O estouro dos escândalos de corrupção ajudou a criar uma grande repulsa aos políticos que, para alcançar o poder e lá se manter, roubam o dinheiro público e atendem a interesses privados, alheios aos da maioria dos cidadãos. Como consequência da perplexidade ante os montantes envolvidos e a extensão da roubalheira, abriu-se uma oportunidade para a reformulação das práticas políticas do País, especialmente aquelas que dizem respeito à qualidade da representação.
Nesse ambiente, não demorou para que a instituição responsável pela observância da Constituição, o Supremo Tribunal Federal, emitisse um precioso juízo acerca do financiamento eleitoral, proibindo, em setembro de 2015, as doações empresariais para partidos e políticos, por meio das quais grandes grupos econômicos tentavam sequestrar a democracia. Em seu voto, o ministro Marco Aurélio Mello resumiu o problema de maneira simples: “O financiamento privado das campanhas eleitorais e dos partidos políticos é problema de grande amplitude e não tem permitido que a democracia firme-se, no Brasil, como direito fundamental plenamente conquistado”. O relator do processo, ministro Luiz Fux, lembrou na ocasião que apenas 20 mil empresas, ou 0,5% do total, eram responsáveis pelo financiamento quase integral das campanhas, havendo casos em que foi criada absoluta dependência em relação a essa casta – que doava seus recursos mediante promessa de contrapartida, ou então com a contrapartida já previamente contratada, como se constatou no escândalo do petrolão.
Diante disso, surgiu a grande oportunidade de consagrar o mais democrático dos modelos, aquele em que apenas os cidadãos, como pessoas físicas, financiam os partidos políticos com os quais se identificam. Foi isso o que aconteceu nas eleições municipais de 2016, realizada sem percalços.
Mesmo diante desses sinais de evolução, contudo, parece ainda prevalecer, não apenas entre os que têm nostalgia do dinheiro fácil das empresas, mas também entre alguns dos protagonistas qualificados desse debate, a percepção segundo a qual, faça o que se fizer, jamais será possível estabelecer um sistema que consiga se viabilizar apenas com o dinheiro doado voluntariamente por eleitores.
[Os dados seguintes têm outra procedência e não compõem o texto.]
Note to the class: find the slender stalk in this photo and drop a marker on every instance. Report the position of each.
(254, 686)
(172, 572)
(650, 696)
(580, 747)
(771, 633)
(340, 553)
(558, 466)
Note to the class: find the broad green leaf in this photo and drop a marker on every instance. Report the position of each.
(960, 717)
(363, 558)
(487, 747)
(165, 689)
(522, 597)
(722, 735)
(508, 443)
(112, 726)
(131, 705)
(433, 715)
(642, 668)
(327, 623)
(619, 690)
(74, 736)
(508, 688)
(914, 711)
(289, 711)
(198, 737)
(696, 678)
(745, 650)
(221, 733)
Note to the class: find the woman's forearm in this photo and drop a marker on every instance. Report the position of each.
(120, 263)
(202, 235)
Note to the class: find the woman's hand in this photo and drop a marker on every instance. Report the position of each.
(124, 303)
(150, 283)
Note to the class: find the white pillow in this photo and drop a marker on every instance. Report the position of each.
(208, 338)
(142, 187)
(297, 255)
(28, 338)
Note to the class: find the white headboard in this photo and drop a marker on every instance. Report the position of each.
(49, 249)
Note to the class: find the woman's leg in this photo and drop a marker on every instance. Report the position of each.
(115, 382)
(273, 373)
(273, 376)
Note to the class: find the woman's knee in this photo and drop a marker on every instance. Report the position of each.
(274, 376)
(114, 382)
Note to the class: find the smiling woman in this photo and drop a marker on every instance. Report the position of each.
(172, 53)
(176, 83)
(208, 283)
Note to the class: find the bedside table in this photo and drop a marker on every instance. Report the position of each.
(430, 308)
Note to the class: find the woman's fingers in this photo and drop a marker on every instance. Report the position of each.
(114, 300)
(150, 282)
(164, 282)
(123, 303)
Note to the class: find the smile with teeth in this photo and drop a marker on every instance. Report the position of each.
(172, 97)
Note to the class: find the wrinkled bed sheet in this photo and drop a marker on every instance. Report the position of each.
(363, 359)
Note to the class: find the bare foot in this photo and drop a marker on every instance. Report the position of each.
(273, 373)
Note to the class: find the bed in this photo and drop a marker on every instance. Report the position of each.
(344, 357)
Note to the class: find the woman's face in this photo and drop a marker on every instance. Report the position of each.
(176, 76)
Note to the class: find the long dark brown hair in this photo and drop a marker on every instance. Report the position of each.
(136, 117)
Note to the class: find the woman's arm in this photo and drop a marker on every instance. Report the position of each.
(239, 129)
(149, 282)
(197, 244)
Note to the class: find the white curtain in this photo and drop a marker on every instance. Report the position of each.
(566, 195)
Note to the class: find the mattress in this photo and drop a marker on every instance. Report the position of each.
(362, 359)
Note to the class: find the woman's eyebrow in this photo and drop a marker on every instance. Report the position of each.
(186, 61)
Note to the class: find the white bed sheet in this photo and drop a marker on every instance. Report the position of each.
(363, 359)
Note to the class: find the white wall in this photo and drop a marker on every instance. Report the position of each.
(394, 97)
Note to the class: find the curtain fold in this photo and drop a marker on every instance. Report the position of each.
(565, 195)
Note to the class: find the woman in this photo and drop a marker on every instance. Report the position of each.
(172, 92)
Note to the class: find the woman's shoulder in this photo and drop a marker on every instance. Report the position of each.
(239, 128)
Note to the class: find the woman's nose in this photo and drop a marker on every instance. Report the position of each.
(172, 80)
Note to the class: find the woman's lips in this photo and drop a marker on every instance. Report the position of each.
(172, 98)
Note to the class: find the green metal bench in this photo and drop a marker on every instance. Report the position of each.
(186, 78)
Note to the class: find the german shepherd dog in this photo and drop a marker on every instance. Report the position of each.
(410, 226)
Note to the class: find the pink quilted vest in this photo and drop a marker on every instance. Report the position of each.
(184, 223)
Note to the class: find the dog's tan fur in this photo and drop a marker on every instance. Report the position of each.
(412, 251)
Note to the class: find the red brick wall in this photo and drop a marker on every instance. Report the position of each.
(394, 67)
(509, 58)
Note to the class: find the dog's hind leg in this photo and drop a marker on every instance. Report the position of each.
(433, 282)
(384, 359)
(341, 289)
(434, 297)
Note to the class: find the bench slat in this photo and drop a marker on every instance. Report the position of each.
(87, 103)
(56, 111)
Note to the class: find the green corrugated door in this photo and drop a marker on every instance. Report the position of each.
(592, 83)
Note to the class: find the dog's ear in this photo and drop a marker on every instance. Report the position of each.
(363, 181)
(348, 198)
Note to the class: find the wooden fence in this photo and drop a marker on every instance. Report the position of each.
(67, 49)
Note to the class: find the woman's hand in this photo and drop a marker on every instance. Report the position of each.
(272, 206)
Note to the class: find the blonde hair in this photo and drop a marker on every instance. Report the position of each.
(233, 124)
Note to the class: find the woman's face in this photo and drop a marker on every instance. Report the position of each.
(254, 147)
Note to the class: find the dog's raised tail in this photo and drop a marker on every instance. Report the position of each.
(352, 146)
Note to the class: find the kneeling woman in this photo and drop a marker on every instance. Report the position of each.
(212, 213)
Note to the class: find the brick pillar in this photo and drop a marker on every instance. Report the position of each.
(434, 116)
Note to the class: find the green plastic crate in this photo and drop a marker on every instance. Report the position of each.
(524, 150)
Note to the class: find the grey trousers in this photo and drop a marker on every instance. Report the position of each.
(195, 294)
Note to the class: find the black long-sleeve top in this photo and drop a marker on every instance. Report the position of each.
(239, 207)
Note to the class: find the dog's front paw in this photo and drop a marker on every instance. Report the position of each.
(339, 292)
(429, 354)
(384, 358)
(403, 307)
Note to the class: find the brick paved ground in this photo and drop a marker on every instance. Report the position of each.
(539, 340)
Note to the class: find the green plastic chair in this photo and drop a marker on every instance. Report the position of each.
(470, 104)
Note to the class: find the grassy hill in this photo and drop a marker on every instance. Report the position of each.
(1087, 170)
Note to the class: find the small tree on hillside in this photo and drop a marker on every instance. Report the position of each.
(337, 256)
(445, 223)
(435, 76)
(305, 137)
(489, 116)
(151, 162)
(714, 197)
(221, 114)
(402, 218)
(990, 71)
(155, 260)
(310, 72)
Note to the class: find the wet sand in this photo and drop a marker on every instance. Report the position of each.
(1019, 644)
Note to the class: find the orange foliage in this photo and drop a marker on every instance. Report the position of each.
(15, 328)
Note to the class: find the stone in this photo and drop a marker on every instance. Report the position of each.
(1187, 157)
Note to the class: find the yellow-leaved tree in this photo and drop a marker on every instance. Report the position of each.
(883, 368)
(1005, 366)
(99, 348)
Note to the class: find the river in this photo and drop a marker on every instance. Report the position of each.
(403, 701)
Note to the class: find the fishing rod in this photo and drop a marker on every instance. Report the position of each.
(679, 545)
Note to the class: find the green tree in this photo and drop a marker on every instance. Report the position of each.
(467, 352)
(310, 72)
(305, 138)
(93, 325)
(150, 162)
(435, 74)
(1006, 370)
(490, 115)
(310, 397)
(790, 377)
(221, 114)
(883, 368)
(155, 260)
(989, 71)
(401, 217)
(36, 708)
Alegam-se duas razões: primeira, que os recursos dos cidadãos comuns seriam insuficientes para bancar toda a parafernália dos palanques, programas de TV e viagens; segunda, que as doações de pessoas físicas não acabariam com as fraudes, pois muitos cidadãos poderiam afinal ser usados como “laranjas” de doadores mais poderosos.
No recente Fórum Estadão sobre a reforma política, o presidente do Tribunal Superior Eleitoral, ministro Gilmar Mendes, argumentou que, dos 750 mil doadores da campanha de 2016, 300 mil não tinham “capacidade financeira”, o que indica a possibilidade de crime. Para ele, isso basta para colocar em dúvida o modelo. No mesmo evento, os parlamentares presentes, entre eles o presidente da Câmara, Rodrigo Maia (DEM-RJ), reafirmaram a dificuldade de obter recursos para as próximas eleições. Já é voz corrente no Congresso que, diante disso, é preciso restabelecer as doações empresariais, malgrado tenham sido consideradas inconstitucionais pelo Supremo, já que a criação de um fundo público enfrenta grande resistência.
Nenhum dos argumentos acima nega o fato, incontroverso, de que o melhor sistema eleitoral é aquele em que é o próprio eleitor quem banca partidos e candidatos. Assim, apela-se para a retórica segundo a qual esse modelo afinal não é totalmente protegido da corrupção – como se esse problema não pudesse ser resolvido com fiscalização adequada – ou então que é incapaz de suprir todas as necessidades da democracia – como se não fosse possível fazer campanhas mais baratas.
Aceitar esse raciocínio significa render-se à presunção de que o Brasil é simplesmente incapaz de adotar o melhor modelo para sua democracia, tendo de conformar-se com o “menos pior”. Assim, perde-se mais uma oportunidade de ouro para modernizar o País.